More than half of Blaine County households are either below the federal poverty level or “working but unable to afford basic household necessities,” according to a recent report by the United Way—a statistic that’s particularly troubling given housing costs in the Wood River Valley, local affordable housing advocates say.
Fifty-two percent of Blaine County fell under the threshold for ALICE—a designation that stands for Asset Limited, Income Constrained, Employed—in 2018, according to the report published earlier this summer. That includes 904 households at or below the federal poverty level and 3,322 ALICE households—households that earn above the poverty level but still “struggle to make ends meet,” as United Way describes it.
“Really, ALICE is measuring the people that are on that razor’s edge—they’re one sick child or one broken-down vehicle away from losing income or losing a job,” said Nathan Harvill, executive director of the Blaine County Housing Authority, in an interview.
While the number of households in poverty in Idaho remained relatively flat between 2007 and 2018, the number that qualify as ALICE grew, according to the United Way report, as a result of “rising costs and stagnant wages.” As of 2018, 28 percent of households statewide were ALICE households and 12 percent were earning below the federal poverty level.
Only four counties in Idaho had a higher percentage of households under the ALICE level than Blaine County in 2018, the report shows: Idaho County, Madison County, Owyhee County and Clark County, which had the largest share at 62 percent.
In Blaine County, the ALICE threshold is about $27,000 for a single adult, $41,000 for two adults and between $67,000 and $78,000 for two adults with two children.
“It really is like a division between the have-less and the have-mores,” said Liz Keegan, Blaine County Housing Authority board member, of the income distribution in the Wood River Valley.
The number of families that fall under the ALICE threshold is particularly concerning in light of the cost of housing in the Wood River Valley, Harvill and Keegan say: The minimum annual income needed to afford a three-bedroom home in Blaine County is $161,000, according to Housing Authority data.
Broken down into a budget, families with two children at the ALICE threshold in Blaine County can afford to pay about $1,016 for housing each month, according to the report. In 2018, the average monthly rent for a three-bedroom home advertised in Blaine County was $2,171, according to data compiled by the Housing Authority. The average rent for a studio apartment was $1,141.
And average rental rates in Blaine County appear to have risen since then, more recent Housing Authority data suggest. Of the 235 three-bedroom rental homes that have been advertised since the beginning of the year, the average monthly rent was $2,328; the minimum household income needed to afford that average rent was about $93,000. The average one-bedroom was $1,235, requiring a minimum income of about $49,000.
There are several affordable housing projects in the works in Blaine County.
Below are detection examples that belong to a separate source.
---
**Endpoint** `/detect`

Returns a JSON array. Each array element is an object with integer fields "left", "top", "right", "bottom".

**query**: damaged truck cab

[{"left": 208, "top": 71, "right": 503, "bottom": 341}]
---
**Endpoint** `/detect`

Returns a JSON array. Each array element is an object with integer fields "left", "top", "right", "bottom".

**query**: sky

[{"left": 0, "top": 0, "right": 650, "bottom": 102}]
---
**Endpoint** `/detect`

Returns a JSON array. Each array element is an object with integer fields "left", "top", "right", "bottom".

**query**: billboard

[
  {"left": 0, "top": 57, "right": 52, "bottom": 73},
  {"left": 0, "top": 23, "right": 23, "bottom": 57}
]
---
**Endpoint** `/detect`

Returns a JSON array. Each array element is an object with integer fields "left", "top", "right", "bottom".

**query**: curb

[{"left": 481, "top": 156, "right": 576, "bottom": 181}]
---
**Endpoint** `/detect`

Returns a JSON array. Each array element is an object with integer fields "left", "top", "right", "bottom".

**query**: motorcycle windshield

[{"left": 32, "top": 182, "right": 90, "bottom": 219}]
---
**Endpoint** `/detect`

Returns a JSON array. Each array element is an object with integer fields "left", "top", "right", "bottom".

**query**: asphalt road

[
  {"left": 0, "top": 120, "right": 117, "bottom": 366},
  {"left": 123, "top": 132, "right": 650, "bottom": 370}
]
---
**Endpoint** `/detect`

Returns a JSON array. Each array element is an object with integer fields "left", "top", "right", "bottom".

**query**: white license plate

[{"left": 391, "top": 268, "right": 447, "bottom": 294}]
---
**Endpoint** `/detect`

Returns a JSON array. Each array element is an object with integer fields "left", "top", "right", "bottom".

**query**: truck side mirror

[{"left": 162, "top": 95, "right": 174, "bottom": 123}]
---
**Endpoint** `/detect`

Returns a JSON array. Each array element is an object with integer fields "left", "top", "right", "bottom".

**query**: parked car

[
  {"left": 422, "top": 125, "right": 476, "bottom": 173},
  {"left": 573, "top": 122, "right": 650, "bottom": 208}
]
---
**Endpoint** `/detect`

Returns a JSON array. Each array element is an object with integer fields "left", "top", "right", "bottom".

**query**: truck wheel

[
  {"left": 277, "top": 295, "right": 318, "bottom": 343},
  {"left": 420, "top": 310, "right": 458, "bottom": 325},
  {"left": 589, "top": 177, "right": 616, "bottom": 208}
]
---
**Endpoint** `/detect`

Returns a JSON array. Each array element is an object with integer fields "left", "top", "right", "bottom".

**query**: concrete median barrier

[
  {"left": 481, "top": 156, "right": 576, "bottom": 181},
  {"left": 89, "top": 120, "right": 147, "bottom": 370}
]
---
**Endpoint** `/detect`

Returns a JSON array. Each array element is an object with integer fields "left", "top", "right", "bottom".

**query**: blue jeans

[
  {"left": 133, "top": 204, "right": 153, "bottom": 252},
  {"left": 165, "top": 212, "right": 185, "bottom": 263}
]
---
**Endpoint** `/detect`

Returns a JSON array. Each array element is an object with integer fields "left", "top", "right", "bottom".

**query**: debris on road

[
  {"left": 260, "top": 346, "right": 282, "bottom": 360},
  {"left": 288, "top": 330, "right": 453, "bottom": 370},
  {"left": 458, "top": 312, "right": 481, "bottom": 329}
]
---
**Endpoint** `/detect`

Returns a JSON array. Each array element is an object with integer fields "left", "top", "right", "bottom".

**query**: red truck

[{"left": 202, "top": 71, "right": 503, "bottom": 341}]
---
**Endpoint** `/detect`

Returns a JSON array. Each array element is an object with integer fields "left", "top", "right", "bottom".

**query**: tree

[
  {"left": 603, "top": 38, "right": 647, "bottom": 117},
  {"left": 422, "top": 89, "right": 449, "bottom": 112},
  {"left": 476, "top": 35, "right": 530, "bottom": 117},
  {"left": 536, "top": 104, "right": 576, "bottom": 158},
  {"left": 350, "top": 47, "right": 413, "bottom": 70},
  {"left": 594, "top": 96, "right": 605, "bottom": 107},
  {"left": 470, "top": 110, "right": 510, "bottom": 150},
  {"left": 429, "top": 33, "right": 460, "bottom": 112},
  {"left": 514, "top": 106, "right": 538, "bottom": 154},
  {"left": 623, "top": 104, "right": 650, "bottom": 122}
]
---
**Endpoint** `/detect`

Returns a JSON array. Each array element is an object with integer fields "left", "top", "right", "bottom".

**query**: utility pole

In Hailey, ARCH Community Housing Trust will break ground on a new 60-unit development on the Blaine Manor property this summer, and in Ketchum, the Housing Authority is looking into the possibility of turning the Lift Tower Lodge into longer-term affordable housing.
In the meantime, the Housing Authority is conducting an online survey to gauge housing needs and wants in the county.
“We’re trying to make a dent here,” Keegan said. “But I don’t know if we can ever catch up to the need.”